TARP’s most important goal was to stabilize the
financial system and prevent a second great depression, not to make a profit.
Still, when including anticipated proceeds from Ally’s IPO, taxpayers will have
recovered approximately $17.7 billion, approximately $500 million more than was
originally invested in the company. Including the sale of Treasury’s AIG
shares, Treasury will have recovered a total of $438.3 billion on TARP
investments, compared to $423.4 billion disbursed. Treasury will continue
to evaluate exit strategies for its remaining Ally investment and wind down
TARP as soon as practicable, and in a way that maximizes taxpayer value.
For more details on Treasury’s lifetime cost
estimates for TARP programs, please visit Treasury’s Monthly 105(a) Report to
Congress on TARP at this link.
The initial public offering is expected to
close on April 15, 2014, subject to customary closing conditions.
Citigroup Global Markets Inc., Goldman, Sachs & Co., Morgan Stanley &
Co. LLC, and Barclays Capital Inc. served as the global coordinators and joint
book-running managers for this offering. Joint book-running managers also
include BofA Merrill Lynch, Deutsche Bank Securities and J.P. Morgan. Lazard
served as Treasury's financial advisor with respect to the management and
disposition of Treasury's investment in Ally.
The Ally common stock is being sold pursuant to
an effective registration statement previously filed by Ally with the
Securities and Exchange Commission (“SEC”). The preliminary prospectus relating
to these securities was filed by Ally with the SEC on March 27, 2014, and a final
prospectus will be filed by Ally with the SEC and will be available on the
SEC’s website at http://www.sec.gov.
Copies of the final prospectus, when available,
may be obtained from Citigroup Global Markets Inc., c/o Broadridge Financial
Solutions, 1155 Long Island Avenue, Edgewood, NY 11717, or by calling (800)

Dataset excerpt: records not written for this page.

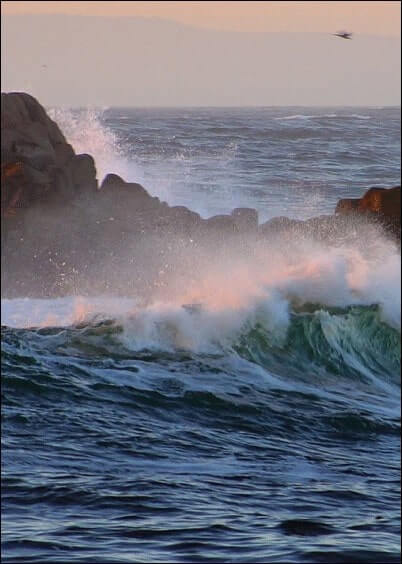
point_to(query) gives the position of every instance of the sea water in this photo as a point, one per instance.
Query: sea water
(254, 418)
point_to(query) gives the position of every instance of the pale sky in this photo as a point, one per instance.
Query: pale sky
(379, 18)
(202, 53)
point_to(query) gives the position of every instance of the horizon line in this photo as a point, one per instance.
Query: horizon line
(195, 27)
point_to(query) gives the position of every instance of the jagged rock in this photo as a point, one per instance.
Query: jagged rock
(48, 169)
(382, 204)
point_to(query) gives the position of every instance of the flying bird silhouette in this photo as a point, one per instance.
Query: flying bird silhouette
(343, 34)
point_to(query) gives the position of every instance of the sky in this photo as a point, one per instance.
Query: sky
(380, 18)
(202, 53)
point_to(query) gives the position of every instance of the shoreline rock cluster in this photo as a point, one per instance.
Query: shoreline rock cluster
(62, 233)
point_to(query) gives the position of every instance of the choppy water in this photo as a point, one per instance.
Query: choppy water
(260, 426)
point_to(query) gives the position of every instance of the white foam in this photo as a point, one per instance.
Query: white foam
(86, 133)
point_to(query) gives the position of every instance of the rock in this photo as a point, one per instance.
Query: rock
(48, 169)
(382, 205)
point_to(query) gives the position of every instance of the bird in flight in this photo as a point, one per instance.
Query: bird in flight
(344, 34)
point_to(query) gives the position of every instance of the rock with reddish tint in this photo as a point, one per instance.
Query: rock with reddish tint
(382, 205)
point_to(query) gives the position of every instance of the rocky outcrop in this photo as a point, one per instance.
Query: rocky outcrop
(379, 204)
(37, 163)
(64, 234)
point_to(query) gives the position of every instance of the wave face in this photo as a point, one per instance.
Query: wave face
(249, 411)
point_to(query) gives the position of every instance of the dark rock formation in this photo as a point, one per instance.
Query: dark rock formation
(380, 204)
(62, 234)
(37, 163)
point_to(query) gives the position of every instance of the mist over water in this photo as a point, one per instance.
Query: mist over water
(249, 409)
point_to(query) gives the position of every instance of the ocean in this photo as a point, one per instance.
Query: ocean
(254, 420)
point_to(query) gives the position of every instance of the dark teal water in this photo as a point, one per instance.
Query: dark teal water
(261, 426)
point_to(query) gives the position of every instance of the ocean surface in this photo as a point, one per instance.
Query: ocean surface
(258, 423)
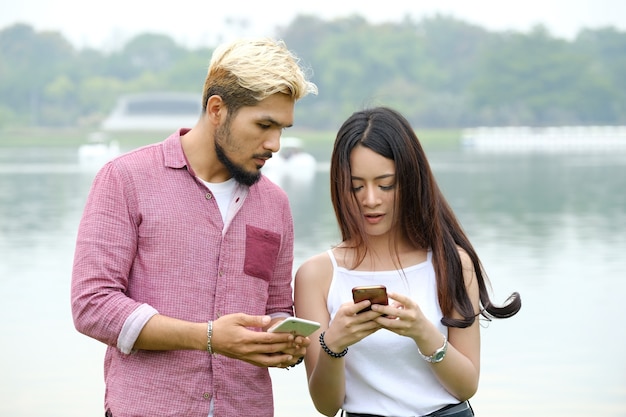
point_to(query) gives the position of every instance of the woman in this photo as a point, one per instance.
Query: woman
(419, 355)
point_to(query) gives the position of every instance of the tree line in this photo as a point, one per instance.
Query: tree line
(441, 72)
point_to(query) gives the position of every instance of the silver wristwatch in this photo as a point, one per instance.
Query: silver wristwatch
(439, 353)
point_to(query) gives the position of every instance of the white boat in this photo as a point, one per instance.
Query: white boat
(155, 111)
(291, 165)
(97, 151)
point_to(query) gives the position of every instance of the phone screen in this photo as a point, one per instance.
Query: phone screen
(296, 326)
(377, 294)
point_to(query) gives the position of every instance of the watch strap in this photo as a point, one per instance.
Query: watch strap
(438, 355)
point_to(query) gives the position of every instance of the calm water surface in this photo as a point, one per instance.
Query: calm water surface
(552, 227)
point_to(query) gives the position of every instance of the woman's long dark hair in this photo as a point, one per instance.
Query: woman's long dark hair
(423, 213)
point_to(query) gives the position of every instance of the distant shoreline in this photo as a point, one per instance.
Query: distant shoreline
(74, 137)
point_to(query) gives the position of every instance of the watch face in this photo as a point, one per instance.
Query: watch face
(438, 356)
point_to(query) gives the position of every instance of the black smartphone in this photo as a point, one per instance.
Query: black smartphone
(377, 294)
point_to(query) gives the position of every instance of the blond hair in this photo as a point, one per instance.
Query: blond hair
(247, 71)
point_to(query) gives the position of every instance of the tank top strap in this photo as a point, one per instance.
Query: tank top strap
(331, 255)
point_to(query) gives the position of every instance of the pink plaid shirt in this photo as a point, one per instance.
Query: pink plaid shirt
(152, 237)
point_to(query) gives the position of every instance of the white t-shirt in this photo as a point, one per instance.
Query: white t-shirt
(385, 374)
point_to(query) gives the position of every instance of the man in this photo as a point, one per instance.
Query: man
(184, 247)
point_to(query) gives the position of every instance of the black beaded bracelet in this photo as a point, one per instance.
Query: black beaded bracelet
(330, 352)
(295, 364)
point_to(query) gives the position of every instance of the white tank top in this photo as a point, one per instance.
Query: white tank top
(385, 374)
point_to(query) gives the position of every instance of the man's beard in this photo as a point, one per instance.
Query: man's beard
(238, 173)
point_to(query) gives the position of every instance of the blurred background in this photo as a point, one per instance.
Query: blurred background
(521, 107)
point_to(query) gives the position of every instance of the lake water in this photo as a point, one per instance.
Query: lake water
(551, 226)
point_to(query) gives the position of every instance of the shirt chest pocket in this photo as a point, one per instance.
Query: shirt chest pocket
(262, 248)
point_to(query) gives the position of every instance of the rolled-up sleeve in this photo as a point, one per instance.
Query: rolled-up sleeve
(105, 248)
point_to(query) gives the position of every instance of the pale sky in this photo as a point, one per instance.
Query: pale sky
(108, 24)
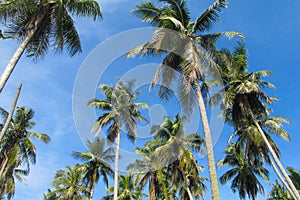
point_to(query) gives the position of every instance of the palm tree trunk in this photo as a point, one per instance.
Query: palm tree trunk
(32, 29)
(276, 159)
(152, 192)
(208, 145)
(11, 112)
(117, 164)
(92, 190)
(282, 179)
(3, 165)
(189, 193)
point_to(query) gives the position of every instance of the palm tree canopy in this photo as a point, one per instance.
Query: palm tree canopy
(51, 19)
(68, 184)
(119, 107)
(17, 149)
(96, 161)
(185, 43)
(244, 172)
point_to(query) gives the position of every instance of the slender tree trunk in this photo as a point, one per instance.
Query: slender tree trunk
(152, 192)
(208, 145)
(3, 165)
(31, 30)
(276, 159)
(117, 165)
(282, 179)
(11, 112)
(92, 190)
(14, 60)
(189, 193)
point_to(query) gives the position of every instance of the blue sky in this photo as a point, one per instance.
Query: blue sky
(271, 29)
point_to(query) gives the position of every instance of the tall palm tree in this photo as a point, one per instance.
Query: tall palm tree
(278, 192)
(41, 24)
(244, 172)
(282, 192)
(173, 149)
(119, 107)
(246, 103)
(168, 163)
(17, 150)
(97, 163)
(12, 173)
(295, 176)
(69, 185)
(127, 189)
(186, 46)
(145, 172)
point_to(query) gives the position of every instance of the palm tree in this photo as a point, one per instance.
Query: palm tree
(17, 149)
(41, 24)
(69, 184)
(246, 103)
(97, 163)
(173, 149)
(186, 46)
(7, 180)
(278, 192)
(244, 172)
(282, 192)
(144, 171)
(119, 107)
(127, 189)
(295, 176)
(168, 164)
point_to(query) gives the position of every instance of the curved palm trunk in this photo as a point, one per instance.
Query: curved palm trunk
(208, 145)
(152, 192)
(3, 165)
(14, 60)
(33, 27)
(189, 193)
(92, 190)
(276, 159)
(282, 179)
(117, 165)
(11, 112)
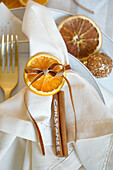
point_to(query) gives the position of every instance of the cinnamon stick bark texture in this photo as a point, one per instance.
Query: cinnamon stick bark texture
(63, 123)
(56, 125)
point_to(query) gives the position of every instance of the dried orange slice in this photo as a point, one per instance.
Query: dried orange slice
(42, 2)
(47, 84)
(81, 35)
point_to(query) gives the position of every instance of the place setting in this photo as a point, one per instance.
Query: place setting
(54, 114)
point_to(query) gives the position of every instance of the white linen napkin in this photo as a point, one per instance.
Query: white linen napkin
(94, 121)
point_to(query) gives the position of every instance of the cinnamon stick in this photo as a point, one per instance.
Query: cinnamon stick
(63, 123)
(56, 125)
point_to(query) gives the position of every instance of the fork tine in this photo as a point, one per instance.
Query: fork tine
(16, 51)
(6, 57)
(11, 55)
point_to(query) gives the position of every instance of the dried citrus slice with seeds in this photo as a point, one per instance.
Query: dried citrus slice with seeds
(42, 2)
(47, 84)
(81, 35)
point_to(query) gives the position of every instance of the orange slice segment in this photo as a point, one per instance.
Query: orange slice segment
(42, 2)
(81, 35)
(47, 84)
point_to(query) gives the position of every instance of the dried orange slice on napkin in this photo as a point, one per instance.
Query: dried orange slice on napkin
(81, 35)
(47, 84)
(42, 2)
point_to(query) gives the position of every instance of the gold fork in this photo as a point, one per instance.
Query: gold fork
(9, 72)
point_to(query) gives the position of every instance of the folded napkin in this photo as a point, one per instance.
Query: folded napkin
(18, 142)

831-9146; Goldman, Sachs & Co., Prospectus Department, 200 West Street, New
York, NY 10282, by calling (866) 471-2526, or by emailing email@example.com;
Morgan Stanley & Co. LLC, Attention: Prospectus Department, 180 Varick
Street, 2nd Floor, New York, NY 10014 by calling (866) 718-1649, or by emailing
and Barclays Capital Inc. c/o Broadridge Financial Solutions, 1155 Long Island
Avenue, Edgewood, NY 11717, by calling (888) 603-5847, or by emailing Barclaysprospectus@broadridge.com.
This press release does not constitute an offer
to sell or a solicitation of an offer to buy the common stock, nor shall there
be any offer, solicitation or sale of any common stock in any jurisdiction in
which such offer, solicitation or sale would be unlawful prior to registration
or qualification under the securities laws of any such state or jurisdiction.